We knew that if we went ahead with an adoption, it would impact our son, who was used to being the centre of attention by then. The same morning, we quizzed him to see how much he knew about adoption. He knew more than we thought he did, and he happily welcomed the idea of a sister. Our extended family, however, was sceptical.
‘Why adopt when you can conceive naturally?’ they pressed.
‘Because I can’t decide the gender that way,’ I answered.
We started the adoption process in March 2004, and stacks of paperwork ensued. There was a home study to assess our financial situation, living conditions and marriage. And when the authorities were satisfied that we were equipped to provide for another child, we were invited to an orphanage. The entire process took about three months.
Our only condition during the adoption application process was that our daughter should be physically fit. We didn’t have any other criteria. When we entered the orphanage, we were handed a baby girl, about two months old. Back then, there was a rule that the baby had to be at least 60 days old before being adopted. So, we waited a few days before we could take our little angel home. The day we brought Loren home, I knew our family was complete. The date was May 14th, 2004.
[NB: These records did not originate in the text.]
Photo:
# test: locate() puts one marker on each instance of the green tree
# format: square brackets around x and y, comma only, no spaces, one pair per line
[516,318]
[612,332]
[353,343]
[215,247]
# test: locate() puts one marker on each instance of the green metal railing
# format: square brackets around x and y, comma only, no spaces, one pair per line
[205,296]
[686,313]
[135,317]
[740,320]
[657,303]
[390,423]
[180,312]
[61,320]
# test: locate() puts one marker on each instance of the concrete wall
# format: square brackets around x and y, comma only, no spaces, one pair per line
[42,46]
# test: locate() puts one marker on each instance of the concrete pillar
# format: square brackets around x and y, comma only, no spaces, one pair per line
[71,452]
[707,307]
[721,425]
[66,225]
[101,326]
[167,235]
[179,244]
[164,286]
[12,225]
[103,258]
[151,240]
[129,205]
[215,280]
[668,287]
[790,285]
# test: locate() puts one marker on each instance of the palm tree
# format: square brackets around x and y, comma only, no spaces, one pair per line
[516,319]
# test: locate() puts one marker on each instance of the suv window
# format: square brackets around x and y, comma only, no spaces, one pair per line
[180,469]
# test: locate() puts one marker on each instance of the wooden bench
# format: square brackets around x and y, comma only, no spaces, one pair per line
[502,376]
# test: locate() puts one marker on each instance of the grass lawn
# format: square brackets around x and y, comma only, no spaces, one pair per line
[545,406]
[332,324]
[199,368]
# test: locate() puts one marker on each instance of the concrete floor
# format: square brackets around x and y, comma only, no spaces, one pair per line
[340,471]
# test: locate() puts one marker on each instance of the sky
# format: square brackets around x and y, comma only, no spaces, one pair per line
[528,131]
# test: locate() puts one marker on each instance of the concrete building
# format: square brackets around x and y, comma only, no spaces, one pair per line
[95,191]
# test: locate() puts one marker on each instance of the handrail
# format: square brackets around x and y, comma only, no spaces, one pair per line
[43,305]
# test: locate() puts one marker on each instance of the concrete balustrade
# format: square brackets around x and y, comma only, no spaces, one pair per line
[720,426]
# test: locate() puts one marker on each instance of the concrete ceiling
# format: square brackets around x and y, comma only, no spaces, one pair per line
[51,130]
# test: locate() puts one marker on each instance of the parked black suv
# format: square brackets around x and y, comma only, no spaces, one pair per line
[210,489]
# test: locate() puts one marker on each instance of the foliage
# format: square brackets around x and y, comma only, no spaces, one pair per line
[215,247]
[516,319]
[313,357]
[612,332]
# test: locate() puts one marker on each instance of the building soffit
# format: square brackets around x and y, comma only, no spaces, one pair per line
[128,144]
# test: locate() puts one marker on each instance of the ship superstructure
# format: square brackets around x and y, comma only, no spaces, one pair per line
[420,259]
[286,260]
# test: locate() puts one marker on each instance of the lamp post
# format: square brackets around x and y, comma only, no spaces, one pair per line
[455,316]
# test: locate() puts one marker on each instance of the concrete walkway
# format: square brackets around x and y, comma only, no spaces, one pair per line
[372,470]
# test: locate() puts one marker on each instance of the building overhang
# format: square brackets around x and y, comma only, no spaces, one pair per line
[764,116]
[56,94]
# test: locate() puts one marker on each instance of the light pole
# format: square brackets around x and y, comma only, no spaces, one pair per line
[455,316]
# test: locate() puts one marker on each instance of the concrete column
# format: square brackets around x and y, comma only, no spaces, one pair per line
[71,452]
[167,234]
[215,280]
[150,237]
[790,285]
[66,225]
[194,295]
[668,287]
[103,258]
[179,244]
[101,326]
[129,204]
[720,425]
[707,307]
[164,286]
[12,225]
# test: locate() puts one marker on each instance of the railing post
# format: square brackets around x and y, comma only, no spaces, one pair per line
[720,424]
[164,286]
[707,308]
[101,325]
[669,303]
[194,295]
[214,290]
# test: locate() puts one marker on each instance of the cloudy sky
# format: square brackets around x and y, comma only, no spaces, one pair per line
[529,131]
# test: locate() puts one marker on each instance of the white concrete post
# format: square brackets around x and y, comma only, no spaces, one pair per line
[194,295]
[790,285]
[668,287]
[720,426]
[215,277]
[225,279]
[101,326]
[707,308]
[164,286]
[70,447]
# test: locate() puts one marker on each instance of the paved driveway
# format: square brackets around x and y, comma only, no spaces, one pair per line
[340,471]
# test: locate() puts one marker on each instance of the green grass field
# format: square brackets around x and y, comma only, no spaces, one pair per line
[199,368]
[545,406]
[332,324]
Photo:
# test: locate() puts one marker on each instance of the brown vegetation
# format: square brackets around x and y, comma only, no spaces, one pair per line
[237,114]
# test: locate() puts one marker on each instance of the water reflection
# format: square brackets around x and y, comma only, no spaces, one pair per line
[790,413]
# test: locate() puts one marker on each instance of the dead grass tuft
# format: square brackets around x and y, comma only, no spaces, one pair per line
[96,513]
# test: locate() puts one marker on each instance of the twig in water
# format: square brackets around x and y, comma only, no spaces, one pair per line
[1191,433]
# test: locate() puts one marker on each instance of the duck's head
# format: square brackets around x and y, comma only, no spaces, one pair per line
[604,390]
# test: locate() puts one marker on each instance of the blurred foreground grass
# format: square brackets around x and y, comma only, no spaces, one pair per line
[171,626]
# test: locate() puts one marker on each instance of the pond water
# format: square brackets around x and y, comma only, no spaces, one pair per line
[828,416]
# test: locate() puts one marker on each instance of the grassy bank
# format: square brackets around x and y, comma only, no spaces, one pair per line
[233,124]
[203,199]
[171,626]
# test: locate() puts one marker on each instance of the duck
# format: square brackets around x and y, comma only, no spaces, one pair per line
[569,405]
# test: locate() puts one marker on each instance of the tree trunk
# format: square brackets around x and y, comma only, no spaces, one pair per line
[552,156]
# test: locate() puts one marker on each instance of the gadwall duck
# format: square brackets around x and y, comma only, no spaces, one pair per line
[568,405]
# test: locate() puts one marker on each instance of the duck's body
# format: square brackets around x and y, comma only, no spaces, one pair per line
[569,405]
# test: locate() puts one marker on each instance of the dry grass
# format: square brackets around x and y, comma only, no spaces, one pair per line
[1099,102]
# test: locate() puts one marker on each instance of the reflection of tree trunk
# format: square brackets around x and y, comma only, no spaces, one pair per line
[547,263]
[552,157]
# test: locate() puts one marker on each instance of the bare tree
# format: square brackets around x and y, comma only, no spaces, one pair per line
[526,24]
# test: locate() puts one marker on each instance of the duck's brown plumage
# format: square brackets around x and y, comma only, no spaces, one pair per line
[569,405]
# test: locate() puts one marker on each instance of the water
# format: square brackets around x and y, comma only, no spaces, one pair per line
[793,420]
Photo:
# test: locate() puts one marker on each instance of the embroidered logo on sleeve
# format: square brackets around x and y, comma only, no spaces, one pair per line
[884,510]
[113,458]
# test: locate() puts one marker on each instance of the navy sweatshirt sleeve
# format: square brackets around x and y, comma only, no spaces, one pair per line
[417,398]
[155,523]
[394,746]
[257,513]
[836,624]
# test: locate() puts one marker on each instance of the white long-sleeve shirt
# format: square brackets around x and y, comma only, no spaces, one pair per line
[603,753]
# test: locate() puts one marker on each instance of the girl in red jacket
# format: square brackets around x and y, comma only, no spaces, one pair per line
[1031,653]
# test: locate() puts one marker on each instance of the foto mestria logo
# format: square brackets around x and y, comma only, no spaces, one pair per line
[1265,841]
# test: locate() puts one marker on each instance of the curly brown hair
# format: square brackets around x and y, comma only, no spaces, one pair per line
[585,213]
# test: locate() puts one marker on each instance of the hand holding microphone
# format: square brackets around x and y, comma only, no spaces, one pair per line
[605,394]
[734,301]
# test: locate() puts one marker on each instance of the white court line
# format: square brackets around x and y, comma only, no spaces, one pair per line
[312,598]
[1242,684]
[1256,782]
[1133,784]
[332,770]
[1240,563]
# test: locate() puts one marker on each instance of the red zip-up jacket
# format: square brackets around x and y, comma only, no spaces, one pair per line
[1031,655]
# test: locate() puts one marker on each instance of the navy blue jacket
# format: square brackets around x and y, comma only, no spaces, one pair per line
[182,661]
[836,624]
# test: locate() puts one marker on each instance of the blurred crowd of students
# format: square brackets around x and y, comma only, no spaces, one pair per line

Following the adoption, I became active in various adoption associations, speaking about the relevance of adoption. I am often asked when I revealed to Loren that she was adopted. It is a common dilemma faced by many adoptive parents. Loren has known that she is adopted since she was three years old. I told her that she didn’t grow in my womb, but in my heart. And because she knew so young, she has accepted it wholeheartedly.
Two years ago, out of the blue, Loren asked me how many people knew that she was adopted. I told her that with an adoption, it’s hard to hide the truth. There’s no tell-tale tummy and no pregnancy. I assured her, however, that everybody considered her as much my daughter, as if she had grown inside me. I suppose all adopted children go through an acceptance process, no matter how much they are loved and cherished. I hope that with Loren, it is a feeling she will eventually overcome, because we all love her so very much. There is no difference in my mothering instinct between my two children. In fact, I feel closer to my daughter, than I do to my son. She’s an out-and-out mommy’s girl.
Today, when I look back at the decisions we’ve made, I’m so glad that we didn’t question our instincts all those years ago. Loren was the missing piece in our family’s puzzle, and she has completed us in ways she will never be able to comprehend.